We are in the middle of a work in progress: the shape of artificial intelligence is evolving quickly. It is, therefore, difficult to predict what will happen next. Should we be more worried about the risks?
The changes are happening faster than we are able to understand and adapt to them. Over the course of history, exponential changes are the norm for all technologies, but the AI changes are happening over our lifetime, in years, not decades.
GLOBAL CONTEXT
We find ourselves in a world with increasing social and economic inequality, with powerful corporations like the Big Techs dominating our online lives, suppressing our rights to dissent, weakening our democracies, and where key decisions are made by political classes in the pockets of corporate elites.
Meanwhile, the economically rising Global South is seen as a challenge to a weakening and belligerent America. The world could not be more unstable, not forgetting the climate challenges we are facing. Adding AI to the mix, is therefore, not going to make the future state of the world very predictable.
HOW DID AI COME ABOUT?
Like all previous technologies, AI is an improvement on existing technologies. With the invention of digital computers and the Internet, we had already embarked on the Information Age. Scientists, in the early 1950s, thinking about the interaction of neurons in a human brain, were able to develop models to simulate human learning.
When silicon chips became cheap enough to produce, they were able to feed massive amounts of digital knowledge and language data into their models to create algorithms that produced human-like reasoning, decision making, perception and language understanding. Soon, AI systems were able to perform their tasks in ways determined by the systems’ own “brains”, without being explicitly programmed for every single task.
BENEFICIAL USES OF AI
Like any general technology, AI comes with rewards and risks. The following are examples of the beneficial uses of AI, in general.

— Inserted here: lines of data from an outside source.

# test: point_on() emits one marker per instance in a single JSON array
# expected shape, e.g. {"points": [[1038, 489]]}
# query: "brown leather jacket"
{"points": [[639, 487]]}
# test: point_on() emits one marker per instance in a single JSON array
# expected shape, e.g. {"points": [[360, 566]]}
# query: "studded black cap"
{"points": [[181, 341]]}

- AlphaZero is a computer program developed by a British company called DeepMind in 2017 to master the game of chess. The game used to represent the pinnacle of AI research over several decades. The company’s founders include Britain’s Demis Hassabis, who later won the Nobel Prize in Chemistry for AI research. The other notable founder is Britain’s Mustafa Suleiman, whose Syrian father was a taxi driver and his English mother a nurse. Both the founders are family friends from London who studied at Oxford. Suleiman is now the CEO of Microsoft AI and DeepMind is now a part of Google.
- Google’s AI Mode, unlike traditional search, handles complex, nuanced searches in natural language as well as image-led search. For example, you can upload an image of a damaged plant and ask, “What is wrong with my plant?” and get a reply back. AI search is growing, but privacy concerns have been reported where the AI decides to share your private information with others, without your knowledge.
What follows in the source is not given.